How to Stay Present

How to Stay Present

Almost every meditation technique and mindfulness training asks us to stay present. For many this is easier said than done. Our minds are constantly chattering away, ruminating on everything we need to get done, what someone said to us the day before or we get carried away with aspirations for the future. With all this internal noise going on, how do we stay present?

Eckhart toll one said,

“Unease, anxiety, tension, stress, worry – all forms of fear – are caused by too much future and not enough presence. Guilt, regret, resentment, grievances, sadness, bitterness, and all forms of non-forgiveness are caused by too much past and not enough presence.”

Even the Buddha taught that our well-being is not in the future or the past, but in experiencing every moment as it happens.

Knowing that our minds have a tendency to just think, we may as well come up with a system to remind us to be present. That starts with an ability to check in several times a day to see if we are ruminating about the past, regurgitating emotional scars that have not yet been dealt with appropriately, or anticipating some future event.

We can set a timer on our cell phones, or just use an external cue – like every time we see the color green – as a reminder to check in with our thoughts.
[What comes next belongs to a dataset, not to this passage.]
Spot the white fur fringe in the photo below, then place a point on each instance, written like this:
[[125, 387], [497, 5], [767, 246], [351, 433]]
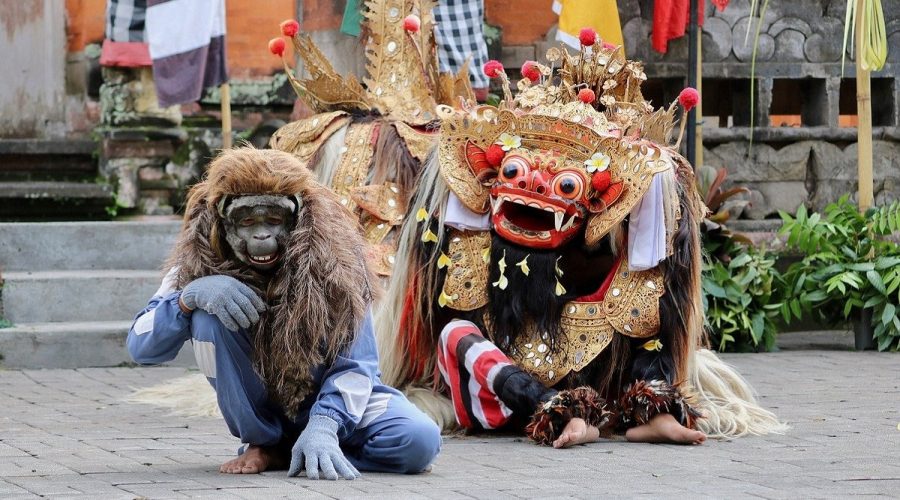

Are we thinking about what we are doing right now, taking in the smells, sounds, colors, and feelings of the present moment? Or are we squandering the precious now with our obsession with the past and future?

The next step is to become aware of the thoughts that arise. Often people tend to go into the past or present tense, because if they were to stay present, uncomfortable feelings and emotions might arise that they’d rather not deal with. Considering that the past emotions you were unable to energetically digest are still haunting you, it makes much more sense to be present with those emotions that arise, and to allow them to release. This is more healthy for your mind, and definitely more healthy for your body.

You can also look into the setting or rising sun, and focus on what that light feels like on your skin, and how it looks through the lens of your eyes.

In fact, don’t be surprised, if when you start to practice being present, you begin to experience memories of all sorts that you haven’t thought of for a very long time.

You may also become aware of emotions you didn’t know you have about things in the present time – maybe disappointment about how you handled asking for a raise, sadness about a relationship that isn’t working out, or regret that you haven’t yet stepped into your full power and started on your true path in life.

Don’t shy away from these emotions. These are important indicators of whether you are living your life in accordance with Divine Intelligence. Instead of escaping these messages, and the emotions that come with them by putting yourself in the past or future, stick with them, and see them through – even if they scare you. On the other side of those feelings are guidance about the next perfect thing to do to reach your goals in life.

Another way to stop living outside the present moment is to step outside of your limited Self-absorbed experience. Look around you. Watch people. Do they look sad, or happy? Are their faces buried in their phones or are they talking animatedly to others around them? How does observing others doing what they do make you feel.

The next level of this practice is actively engaging with others in the present moment. You can simply smile at someone and make conversation when you are getting an herbal tea (sorry! I don’t recommend or drink coffee), instead of worrying about your to-do list, or you can get even more deeply involved in the present moment by helping others through volunteerism or practicing random acts of kindness.

Finally, one of the quickest ways to stop worrying about what has happened to you and to stop fretting about what hasn’t happened yet is to write down everything you are thinking. There is something magical about this process. It is like a moving meditation, and it empties your mind of the thoughts that want to keep circulating over and over again. Julia Cameron, the author of The Artist’s Way, states that this is her preferred method of meditation. She explains that it frees up tremendous energy being used by worrying or anticipating and allows you to use it instead, for creative endeavors.

Writing things down is also a perfect solution for those who find that when they sit to meditate their minds are especially crowded, and they have difficulty just observing their thoughts pass through their mind without judgement.

Every moment that you can stay in the moment, you are freeing your mind to achieve miraculous new levels of awareness. Can you be present right now?